Las autoridades judiciales reconocen que no conocían hasta el momento una estructura criminal con “tanta potencia” en el país como la del cártel del Caribe Sur, en especial por la organización que tenían las agrupaciones delictivas.
Michael Soto, director a.i. del Organismo de Investigación Judicial (OIJ), indicó que los cabecillas de las bandas eran sumamente sigilosos para salir de los lugares donde estaban resguardados.
“Para que el cabecilla del grupo pudiera salir a la calle, primero salían un grupo a ver el entorno y hasta utilizaban drones para tener esa posibilidad”, explicó en el programa radial “Voces MP” del Ministerio Público.
Soto detalló que este cartel tenía contactos a lo interno y externo, que contaban con un área de logística marítima y terrestre, así como un área de tecnología y de seguridad bastante robusta para mover a los cabecillas.
“Además del tema de legitimación de capitales, lugares de residencia de muy alto perfil, vivían una vida bastante ostentosa, viajes exóticos, vehículos blindados y una serie de características que son poco comunes en territorio nacional”, dijo.
Estas circunstancias hicieron que la investigación tuviera que extenderse por muchos años, debido a las características especiales de los cabecillas y de la manera en que estructuraban los grupos.
“Este tipo de grupos criminales tienen una gran resiliencia, una gran capacidad de reorganizarse y de sobrevivir a ciertos golpes que se les van dando”, afirmó.
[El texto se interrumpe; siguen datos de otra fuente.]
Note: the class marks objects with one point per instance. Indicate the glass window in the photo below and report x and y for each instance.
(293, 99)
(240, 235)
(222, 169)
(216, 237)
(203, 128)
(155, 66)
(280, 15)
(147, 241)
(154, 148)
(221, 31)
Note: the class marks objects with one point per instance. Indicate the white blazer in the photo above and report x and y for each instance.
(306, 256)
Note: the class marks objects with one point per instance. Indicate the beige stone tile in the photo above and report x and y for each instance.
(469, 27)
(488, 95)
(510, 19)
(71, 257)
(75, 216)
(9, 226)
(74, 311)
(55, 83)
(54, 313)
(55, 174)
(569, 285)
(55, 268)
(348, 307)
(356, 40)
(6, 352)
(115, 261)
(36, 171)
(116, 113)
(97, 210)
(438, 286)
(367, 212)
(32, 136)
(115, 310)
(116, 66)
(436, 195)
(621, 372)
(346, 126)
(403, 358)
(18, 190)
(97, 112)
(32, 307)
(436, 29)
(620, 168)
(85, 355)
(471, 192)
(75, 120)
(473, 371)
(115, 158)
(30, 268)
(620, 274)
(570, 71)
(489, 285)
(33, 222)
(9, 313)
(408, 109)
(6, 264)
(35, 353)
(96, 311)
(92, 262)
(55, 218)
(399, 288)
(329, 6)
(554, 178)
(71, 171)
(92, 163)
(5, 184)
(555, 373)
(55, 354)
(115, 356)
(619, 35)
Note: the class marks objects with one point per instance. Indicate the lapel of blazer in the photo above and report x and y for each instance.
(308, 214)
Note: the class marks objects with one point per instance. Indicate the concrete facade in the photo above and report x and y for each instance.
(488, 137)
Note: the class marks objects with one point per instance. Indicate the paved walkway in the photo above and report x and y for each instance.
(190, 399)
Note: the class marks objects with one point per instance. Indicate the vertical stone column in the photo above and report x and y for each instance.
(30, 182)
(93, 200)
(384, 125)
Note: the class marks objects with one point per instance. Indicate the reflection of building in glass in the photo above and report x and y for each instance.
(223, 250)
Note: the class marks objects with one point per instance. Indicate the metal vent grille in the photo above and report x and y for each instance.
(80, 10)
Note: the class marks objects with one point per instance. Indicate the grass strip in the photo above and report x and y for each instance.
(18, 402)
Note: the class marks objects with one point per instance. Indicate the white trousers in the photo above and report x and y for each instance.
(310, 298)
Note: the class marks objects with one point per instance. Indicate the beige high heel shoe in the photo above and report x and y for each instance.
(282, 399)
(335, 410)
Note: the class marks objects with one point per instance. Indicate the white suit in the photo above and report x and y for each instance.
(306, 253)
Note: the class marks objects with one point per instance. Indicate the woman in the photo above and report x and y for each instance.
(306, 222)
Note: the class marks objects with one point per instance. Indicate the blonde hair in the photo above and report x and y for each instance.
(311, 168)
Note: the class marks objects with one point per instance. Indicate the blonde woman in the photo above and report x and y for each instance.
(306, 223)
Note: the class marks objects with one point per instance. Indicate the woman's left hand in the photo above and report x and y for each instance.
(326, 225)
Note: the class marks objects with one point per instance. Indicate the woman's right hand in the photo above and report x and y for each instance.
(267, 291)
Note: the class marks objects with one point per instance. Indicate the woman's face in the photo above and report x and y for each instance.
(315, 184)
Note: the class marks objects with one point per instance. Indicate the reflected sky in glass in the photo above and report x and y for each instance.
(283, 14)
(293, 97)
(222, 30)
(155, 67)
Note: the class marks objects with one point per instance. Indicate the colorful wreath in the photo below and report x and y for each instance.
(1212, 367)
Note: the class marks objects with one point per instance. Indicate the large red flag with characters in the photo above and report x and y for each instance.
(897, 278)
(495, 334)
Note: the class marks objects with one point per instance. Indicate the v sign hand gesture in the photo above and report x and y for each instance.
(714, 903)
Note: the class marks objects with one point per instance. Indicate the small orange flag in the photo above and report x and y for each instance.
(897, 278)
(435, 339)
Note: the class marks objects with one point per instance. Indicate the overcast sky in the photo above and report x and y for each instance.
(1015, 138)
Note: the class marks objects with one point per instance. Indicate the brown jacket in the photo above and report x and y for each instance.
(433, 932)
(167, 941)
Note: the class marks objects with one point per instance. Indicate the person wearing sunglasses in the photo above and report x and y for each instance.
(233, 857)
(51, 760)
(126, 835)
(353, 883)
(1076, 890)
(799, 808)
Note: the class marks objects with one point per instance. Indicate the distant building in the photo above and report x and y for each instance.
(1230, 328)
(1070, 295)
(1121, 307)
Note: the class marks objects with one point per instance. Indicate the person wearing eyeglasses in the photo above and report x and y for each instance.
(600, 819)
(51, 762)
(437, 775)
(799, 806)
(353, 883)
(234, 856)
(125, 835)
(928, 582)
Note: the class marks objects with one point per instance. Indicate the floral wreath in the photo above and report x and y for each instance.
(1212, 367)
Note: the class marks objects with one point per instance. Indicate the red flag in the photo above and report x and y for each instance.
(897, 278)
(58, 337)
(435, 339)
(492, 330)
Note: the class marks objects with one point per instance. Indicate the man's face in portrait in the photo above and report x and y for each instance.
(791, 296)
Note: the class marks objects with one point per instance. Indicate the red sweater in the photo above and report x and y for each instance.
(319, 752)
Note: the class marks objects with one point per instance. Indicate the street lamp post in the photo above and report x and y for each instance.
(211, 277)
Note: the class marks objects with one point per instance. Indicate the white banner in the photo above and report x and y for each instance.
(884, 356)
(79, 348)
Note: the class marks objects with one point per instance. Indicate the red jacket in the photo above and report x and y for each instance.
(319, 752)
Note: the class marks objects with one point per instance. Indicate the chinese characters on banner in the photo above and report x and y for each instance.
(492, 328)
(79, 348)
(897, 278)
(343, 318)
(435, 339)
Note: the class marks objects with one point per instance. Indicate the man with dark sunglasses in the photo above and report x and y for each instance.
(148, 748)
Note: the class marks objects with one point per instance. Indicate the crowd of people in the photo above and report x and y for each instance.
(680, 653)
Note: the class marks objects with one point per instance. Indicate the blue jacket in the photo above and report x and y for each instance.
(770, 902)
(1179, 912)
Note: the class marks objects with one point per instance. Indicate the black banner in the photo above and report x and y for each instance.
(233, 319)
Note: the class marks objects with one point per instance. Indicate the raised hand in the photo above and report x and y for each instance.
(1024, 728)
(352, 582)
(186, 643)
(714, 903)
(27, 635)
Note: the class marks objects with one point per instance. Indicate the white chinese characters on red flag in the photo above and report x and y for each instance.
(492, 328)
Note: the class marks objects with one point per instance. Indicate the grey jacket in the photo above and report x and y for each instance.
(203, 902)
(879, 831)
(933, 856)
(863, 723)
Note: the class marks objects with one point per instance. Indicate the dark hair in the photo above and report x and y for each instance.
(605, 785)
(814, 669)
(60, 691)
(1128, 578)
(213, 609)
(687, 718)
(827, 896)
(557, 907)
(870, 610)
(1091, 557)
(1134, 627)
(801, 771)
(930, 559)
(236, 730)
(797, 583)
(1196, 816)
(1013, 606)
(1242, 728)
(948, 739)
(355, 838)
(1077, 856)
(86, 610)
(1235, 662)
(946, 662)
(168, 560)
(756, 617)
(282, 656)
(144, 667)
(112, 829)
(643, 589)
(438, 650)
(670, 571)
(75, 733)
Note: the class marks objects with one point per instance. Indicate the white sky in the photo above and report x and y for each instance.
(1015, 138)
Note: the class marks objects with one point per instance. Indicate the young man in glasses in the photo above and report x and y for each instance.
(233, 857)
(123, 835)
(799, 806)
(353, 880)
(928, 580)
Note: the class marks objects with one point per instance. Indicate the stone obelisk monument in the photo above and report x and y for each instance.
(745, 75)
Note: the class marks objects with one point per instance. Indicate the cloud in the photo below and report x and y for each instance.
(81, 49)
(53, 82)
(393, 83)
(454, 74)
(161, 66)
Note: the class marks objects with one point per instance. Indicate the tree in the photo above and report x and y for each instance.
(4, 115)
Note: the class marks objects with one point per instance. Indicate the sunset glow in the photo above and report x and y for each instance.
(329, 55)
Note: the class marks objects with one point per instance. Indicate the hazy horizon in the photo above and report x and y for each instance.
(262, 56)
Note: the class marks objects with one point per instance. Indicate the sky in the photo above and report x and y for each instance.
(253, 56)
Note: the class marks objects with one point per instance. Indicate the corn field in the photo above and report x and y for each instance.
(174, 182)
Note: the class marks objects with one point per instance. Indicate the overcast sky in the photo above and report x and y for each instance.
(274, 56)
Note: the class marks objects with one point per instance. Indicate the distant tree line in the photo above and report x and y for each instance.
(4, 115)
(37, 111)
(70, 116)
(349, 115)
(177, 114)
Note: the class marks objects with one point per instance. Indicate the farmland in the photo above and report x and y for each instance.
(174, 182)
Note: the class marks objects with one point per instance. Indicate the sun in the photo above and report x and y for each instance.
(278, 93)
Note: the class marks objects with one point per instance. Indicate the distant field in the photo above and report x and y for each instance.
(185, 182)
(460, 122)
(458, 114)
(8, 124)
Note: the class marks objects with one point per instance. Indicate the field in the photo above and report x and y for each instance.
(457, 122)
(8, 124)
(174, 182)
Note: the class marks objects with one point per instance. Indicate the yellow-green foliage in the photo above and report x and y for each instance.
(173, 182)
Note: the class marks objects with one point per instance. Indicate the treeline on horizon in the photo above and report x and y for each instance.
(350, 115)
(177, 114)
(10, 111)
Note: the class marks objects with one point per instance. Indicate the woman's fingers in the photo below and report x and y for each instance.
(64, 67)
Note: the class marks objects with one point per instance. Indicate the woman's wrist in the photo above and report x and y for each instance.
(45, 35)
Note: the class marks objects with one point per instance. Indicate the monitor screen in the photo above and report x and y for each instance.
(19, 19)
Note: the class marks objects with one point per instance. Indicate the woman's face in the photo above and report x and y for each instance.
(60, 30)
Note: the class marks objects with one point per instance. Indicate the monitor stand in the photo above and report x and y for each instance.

Para Mauricio Boraschi, fiscal adjunto, se trabajaron un sinfín de casos a nivel de investigación de homicidios y decomisos de droga, mientras se lograba tener toda la estructura.
“Yo diría que más bien frente a la dimensión de este grupo criminal, yo creo que tanto el OIJ como el Ministerio Público logramos hacer un trabajo en tiempo récord”, afirmó.
Soto afirmó que a pesar de que la desarticulación de este primer cartel criollo es una excelente noticia, esto representa un mal panorama para el país.
“El tener la capacidad de una estructura criminal es de análisis y preocupación. Ya salió el índice global de crimen organizado y posiciona a Costa Rica, un dato muy triste, como el país número 16 en tema de narcotráfico”, añadió.
Asimismo, lamentó las “malas calificaciones” en este índice, relacionado con trata de personas, cibercrimen y elaboración de “drogas de diseño”.